U.S. chief executives including JPMorgan Chase & Co.’s Jamie Dimon criticized President Donald Trump’s trade wars Wednesday after releasing a Business Roundtable survey showing their confidence in the economy continues to erode.

The lobbying group for large companies said its CEO Economic Outlook cooled in the second quarter for a fifth straight time and fell to the lowest level since Trump took office—though it still remains elevated.

The direct effect of further trade tariffs will be negative, hurt business confidence, and increase the risk of a downturn, Dimon said at an event hosted by the group in Washington. The Roundtable is not in favor of tariffs, though there are real issues with China, said Dimon, who’s chairman of the group.

His comments were echoed by Cummins Inc. CEO Tom Linebarger, who said the burden of tariffs now exceeds the benefits of Trump’s tax cuts for the the Indiana-based maker of diesel engines and equipment. And removing tariffs, he said, could help the U.S. economy avoid a slowdown.

“It’s a large number, and we’re the ones now paying China import tariffs,” Linebarger said. “If those tariffs are removed it’s another tax cut essentially, back down to where we were with the tax reform act.”

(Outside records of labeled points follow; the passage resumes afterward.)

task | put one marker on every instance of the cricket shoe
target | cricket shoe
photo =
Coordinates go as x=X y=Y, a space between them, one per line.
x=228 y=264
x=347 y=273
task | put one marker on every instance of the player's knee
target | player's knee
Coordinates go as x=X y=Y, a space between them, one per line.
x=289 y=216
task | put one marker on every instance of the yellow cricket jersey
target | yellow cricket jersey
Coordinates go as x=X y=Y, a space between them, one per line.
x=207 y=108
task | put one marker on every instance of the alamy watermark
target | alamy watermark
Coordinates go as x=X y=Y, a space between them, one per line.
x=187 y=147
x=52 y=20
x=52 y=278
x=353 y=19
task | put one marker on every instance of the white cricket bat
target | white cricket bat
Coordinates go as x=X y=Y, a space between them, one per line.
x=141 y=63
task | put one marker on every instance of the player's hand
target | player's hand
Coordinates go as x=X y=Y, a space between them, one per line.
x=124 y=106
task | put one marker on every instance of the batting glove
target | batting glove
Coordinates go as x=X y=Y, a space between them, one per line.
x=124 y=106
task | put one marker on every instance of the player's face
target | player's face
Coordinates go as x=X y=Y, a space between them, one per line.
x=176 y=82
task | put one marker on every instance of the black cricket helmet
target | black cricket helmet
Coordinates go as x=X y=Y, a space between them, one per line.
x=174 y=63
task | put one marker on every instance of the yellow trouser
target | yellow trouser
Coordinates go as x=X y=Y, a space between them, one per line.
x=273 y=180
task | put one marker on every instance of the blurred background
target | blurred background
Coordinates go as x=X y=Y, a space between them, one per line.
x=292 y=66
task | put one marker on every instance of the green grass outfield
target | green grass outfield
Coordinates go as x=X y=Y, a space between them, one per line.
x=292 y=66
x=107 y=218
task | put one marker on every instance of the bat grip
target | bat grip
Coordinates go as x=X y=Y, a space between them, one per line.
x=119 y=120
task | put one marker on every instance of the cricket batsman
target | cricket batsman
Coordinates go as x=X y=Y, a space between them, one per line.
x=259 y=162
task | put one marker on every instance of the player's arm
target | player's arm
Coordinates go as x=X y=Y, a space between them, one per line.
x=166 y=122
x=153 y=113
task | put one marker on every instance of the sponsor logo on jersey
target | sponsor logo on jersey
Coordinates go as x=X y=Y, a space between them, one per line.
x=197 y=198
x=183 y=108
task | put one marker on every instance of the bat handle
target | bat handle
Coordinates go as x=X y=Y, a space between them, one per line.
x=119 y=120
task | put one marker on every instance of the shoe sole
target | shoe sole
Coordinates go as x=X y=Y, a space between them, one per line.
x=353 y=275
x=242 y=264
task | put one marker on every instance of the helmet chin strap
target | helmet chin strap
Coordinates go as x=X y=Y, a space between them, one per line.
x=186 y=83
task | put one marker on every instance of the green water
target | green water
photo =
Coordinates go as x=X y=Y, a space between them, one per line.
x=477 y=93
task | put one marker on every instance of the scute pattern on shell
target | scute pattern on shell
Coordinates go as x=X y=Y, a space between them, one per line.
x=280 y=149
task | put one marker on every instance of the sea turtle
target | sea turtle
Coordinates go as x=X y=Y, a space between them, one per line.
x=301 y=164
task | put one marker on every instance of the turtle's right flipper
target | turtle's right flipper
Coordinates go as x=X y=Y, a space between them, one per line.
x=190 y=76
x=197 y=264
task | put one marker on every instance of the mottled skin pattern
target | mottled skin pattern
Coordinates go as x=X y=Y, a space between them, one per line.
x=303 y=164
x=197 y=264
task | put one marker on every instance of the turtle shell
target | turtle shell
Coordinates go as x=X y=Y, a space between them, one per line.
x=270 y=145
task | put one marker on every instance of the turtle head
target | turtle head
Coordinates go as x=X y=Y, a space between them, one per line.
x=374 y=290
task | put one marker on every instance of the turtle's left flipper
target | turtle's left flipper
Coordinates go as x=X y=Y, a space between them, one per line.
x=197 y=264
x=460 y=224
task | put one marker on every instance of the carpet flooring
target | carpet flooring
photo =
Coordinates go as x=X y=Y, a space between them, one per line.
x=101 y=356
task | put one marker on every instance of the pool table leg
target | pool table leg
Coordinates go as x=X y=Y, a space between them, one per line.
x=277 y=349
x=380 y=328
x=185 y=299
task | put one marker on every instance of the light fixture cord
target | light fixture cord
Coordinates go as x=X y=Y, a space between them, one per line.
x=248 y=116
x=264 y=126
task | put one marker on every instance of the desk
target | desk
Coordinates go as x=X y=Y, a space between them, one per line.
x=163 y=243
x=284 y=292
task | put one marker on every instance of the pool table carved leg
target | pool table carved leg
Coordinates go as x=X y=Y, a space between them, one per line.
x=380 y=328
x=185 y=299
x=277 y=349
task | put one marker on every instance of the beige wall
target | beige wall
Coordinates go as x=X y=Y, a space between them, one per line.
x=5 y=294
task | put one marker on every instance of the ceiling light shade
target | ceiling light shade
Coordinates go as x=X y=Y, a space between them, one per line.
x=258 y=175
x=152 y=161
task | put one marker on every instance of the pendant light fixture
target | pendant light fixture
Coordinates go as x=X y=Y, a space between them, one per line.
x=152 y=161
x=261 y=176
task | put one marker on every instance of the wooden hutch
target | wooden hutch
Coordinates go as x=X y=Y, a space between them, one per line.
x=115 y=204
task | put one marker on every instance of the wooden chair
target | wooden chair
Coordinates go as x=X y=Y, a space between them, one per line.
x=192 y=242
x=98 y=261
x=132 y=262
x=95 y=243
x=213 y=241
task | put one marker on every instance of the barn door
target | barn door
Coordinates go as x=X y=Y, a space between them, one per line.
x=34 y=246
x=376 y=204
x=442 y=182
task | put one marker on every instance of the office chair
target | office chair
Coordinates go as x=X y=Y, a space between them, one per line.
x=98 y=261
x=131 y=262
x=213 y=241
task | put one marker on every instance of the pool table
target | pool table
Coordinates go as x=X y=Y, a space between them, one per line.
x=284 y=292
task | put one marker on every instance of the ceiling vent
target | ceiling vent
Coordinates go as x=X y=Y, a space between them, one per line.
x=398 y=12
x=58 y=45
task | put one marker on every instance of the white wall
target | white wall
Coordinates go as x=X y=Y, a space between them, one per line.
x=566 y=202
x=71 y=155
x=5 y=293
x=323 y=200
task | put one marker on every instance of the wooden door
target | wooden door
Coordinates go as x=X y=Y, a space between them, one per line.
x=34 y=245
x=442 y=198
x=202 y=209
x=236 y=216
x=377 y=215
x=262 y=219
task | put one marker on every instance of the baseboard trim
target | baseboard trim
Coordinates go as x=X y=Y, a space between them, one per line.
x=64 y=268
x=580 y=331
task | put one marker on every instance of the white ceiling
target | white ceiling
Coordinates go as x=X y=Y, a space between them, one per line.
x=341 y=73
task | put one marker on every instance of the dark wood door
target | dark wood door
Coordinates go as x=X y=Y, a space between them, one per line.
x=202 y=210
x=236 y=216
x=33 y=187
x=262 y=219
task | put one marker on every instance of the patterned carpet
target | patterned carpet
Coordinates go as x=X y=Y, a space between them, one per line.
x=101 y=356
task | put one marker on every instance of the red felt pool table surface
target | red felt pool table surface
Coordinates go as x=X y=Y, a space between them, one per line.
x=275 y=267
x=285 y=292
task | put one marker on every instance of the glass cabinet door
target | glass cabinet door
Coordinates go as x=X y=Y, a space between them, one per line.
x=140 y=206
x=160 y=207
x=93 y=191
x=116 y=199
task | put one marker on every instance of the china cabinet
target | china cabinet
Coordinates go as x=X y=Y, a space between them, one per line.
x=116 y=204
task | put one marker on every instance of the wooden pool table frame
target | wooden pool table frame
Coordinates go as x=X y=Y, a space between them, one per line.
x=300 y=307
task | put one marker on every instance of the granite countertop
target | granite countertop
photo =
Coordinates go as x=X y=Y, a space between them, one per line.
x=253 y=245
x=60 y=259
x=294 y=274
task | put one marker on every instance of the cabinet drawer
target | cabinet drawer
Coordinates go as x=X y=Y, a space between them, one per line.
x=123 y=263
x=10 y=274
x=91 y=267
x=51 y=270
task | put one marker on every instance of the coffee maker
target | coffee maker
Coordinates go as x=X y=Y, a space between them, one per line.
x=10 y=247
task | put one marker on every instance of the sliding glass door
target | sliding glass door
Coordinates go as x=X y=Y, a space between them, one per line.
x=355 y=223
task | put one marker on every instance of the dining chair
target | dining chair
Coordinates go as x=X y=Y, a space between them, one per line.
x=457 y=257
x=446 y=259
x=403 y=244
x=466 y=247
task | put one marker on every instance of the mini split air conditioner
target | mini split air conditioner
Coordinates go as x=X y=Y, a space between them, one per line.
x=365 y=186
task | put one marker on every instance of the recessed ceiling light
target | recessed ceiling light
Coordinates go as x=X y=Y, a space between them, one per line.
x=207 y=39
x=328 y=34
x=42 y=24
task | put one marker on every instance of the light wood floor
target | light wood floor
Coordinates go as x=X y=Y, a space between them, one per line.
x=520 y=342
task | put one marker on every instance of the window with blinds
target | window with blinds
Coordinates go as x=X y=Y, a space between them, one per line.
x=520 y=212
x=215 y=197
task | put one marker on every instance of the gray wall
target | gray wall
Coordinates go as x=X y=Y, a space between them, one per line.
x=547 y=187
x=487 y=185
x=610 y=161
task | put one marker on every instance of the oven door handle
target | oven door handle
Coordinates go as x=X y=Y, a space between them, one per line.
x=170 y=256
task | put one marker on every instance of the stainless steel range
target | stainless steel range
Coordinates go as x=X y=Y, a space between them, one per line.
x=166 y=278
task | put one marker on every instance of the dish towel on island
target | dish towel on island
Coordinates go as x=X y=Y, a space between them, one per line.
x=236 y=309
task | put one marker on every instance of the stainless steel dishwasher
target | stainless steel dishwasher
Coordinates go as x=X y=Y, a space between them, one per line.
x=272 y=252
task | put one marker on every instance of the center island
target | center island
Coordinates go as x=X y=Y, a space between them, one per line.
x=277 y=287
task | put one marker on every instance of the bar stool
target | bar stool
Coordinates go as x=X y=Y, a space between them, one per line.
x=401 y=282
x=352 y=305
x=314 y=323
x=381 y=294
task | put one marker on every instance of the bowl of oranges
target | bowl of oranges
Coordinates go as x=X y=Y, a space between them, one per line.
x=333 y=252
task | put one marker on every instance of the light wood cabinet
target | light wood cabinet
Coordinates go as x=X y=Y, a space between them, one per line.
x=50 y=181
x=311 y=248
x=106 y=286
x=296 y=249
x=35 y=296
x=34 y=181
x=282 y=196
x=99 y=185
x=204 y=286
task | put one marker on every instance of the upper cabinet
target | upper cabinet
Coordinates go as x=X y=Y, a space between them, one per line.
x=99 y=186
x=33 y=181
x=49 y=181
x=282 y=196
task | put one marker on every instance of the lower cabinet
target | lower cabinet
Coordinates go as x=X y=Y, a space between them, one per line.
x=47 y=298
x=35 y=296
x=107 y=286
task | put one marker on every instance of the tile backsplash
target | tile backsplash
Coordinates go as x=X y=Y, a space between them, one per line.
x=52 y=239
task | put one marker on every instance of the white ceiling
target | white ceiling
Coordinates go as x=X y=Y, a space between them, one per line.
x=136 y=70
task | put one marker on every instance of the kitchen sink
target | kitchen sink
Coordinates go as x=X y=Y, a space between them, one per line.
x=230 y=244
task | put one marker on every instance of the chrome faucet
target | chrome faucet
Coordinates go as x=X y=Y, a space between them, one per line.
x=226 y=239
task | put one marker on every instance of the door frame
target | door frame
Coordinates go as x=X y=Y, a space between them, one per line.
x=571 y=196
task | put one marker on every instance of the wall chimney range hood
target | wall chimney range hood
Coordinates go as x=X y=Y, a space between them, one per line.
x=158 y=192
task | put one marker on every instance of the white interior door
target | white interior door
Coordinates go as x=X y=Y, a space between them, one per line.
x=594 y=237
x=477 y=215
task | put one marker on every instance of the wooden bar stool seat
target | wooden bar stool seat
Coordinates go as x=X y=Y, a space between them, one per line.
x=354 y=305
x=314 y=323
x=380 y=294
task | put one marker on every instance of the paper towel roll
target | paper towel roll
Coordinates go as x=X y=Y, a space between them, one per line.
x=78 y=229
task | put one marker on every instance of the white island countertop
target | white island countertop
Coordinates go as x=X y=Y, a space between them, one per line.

Dimon said that if the administration increased tariffs on a further $300 billion in imports from China as Trump has threatened, the impact would go beyond the relatively small direct cost for the world’s largest economy and affect business sentiment and investment.

‘Bad Outcome’

“It adds to the risk of pushing us into a downturn,” Dimon said. “It just raises the risk of a bad outcome. That is all it does.”

International Business Machines Corp. CEO Ginni Rometty said at the event that uncertainty is now the biggest risk to the economy.

The Economic Outlook index fell 5.7 points to 89.5, the lowest since the fourth quarter of 2016, but the results remain above the gauge’s historical average of 82.6 and well above the 50-point threshold signaling expansion.

The data are based on a survey of 127 CEOs conducted from May 16 to June 3. During that period, tensions between the U.S. and two of its largest trading partners—China and Mexico—intensified.

“CEO plans for hiring and capital investment remain healthy, but uncertainty about U.S. trade policy, softening global growth conditions and inaction on other pressing public policy issues are a concern,” Dimon said in a statement with the report.